Consumer accounts affected: 145 million
In 2014, hackers were able to use the credentials of three eBay employees to tap into the online marketplace's user database.
In the 229 days before the breach was discovered, the hackers gained access to the personal information of all eBay users. Names, addresses, birthdates and passwords were stolen.
The company assured consumers that credit card and other financial data was not compromised and urged users to change their account passwords.
Consumer accounts affected: 412.2 million
In October 2016, a hacker in Thailand launched a revenge attack on Adult FriendFinder, part of the Friend Finder Networks' family of adult content and casual meet-up websites.
The hack compromised the personal data and identities of millions of users, leaking their IP addresses, emails, online handles, addresses and more.
The breach was particularly troubling for users who were married or who worked in public positions — and left them open to potential extortion schemes.
2. Marriott International
Consumer accounts affected: 500 million
In 2018, Marriott International announced it had discovered a data breach that ran all the way back to 2014.
The breach began when the compromised systems were still being operated by the Starwood hotel company and remained in effect after the it was acquired by Marriott in 2016.
Some customers had personal information exposed, including contact information, passport numbers and travel details. More than 100 million customers also had their credit card information stolen.
Investigators suspect the hack was orchestrated by a Chinese intelligence group.
Consumer accounts affected: 3 billion
Yahoo was one of the internet’s first giants — but the brand was seriously tarnished after the company fell prey to the worst data breach in history.

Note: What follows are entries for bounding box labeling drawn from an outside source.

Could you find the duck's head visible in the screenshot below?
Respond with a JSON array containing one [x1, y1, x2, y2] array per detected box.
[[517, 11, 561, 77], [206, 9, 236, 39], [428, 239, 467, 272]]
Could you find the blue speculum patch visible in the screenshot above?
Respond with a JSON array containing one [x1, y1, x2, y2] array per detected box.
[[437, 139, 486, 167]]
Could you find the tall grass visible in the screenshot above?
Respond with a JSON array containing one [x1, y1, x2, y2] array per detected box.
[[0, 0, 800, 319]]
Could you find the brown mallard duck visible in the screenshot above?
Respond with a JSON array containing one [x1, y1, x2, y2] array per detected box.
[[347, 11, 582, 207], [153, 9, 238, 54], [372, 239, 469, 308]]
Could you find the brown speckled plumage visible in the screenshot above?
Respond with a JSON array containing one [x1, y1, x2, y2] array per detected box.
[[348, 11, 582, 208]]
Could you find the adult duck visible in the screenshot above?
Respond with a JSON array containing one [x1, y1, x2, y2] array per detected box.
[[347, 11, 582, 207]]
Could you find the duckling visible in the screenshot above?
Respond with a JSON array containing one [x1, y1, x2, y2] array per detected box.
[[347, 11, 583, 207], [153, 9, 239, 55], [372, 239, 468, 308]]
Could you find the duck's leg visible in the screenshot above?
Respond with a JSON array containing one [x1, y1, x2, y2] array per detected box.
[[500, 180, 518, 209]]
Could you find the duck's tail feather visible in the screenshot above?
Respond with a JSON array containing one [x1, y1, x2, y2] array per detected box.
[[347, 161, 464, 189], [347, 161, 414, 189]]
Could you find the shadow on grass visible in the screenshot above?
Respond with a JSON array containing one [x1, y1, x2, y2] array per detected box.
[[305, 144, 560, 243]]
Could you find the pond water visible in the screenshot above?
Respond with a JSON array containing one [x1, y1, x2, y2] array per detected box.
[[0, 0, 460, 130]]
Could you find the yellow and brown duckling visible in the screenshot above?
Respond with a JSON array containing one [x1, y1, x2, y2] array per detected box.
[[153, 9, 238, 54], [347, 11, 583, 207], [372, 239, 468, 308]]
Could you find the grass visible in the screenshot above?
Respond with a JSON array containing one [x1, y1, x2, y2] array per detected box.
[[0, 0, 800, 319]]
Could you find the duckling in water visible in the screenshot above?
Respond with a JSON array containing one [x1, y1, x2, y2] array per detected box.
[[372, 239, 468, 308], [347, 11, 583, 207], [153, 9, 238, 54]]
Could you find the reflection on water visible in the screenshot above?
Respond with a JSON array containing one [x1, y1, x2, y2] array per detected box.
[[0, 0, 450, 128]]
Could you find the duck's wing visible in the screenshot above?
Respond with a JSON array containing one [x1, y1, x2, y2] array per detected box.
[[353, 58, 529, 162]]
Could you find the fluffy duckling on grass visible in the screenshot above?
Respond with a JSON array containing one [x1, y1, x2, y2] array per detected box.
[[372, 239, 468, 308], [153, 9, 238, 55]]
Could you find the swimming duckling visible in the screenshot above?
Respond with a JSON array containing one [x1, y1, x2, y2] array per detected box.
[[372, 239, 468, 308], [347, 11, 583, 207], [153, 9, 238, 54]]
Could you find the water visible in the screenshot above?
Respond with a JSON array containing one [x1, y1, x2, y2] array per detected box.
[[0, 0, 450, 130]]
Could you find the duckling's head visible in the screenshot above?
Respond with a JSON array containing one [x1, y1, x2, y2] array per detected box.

As Yahoo was in the midst of being acquired by Verizon in 2016, executives revealed that Yahoo had suffered a number of data breaches in 2013 and 2014 that affected billions of user accounts.
The hack revealed users’ real names, email addresses, birthdays, phone numbers, passwords and security questions.
Because of the breaches, Verizon trimmed its purchase price for Yahoo by $350 million, to $4.48 billion.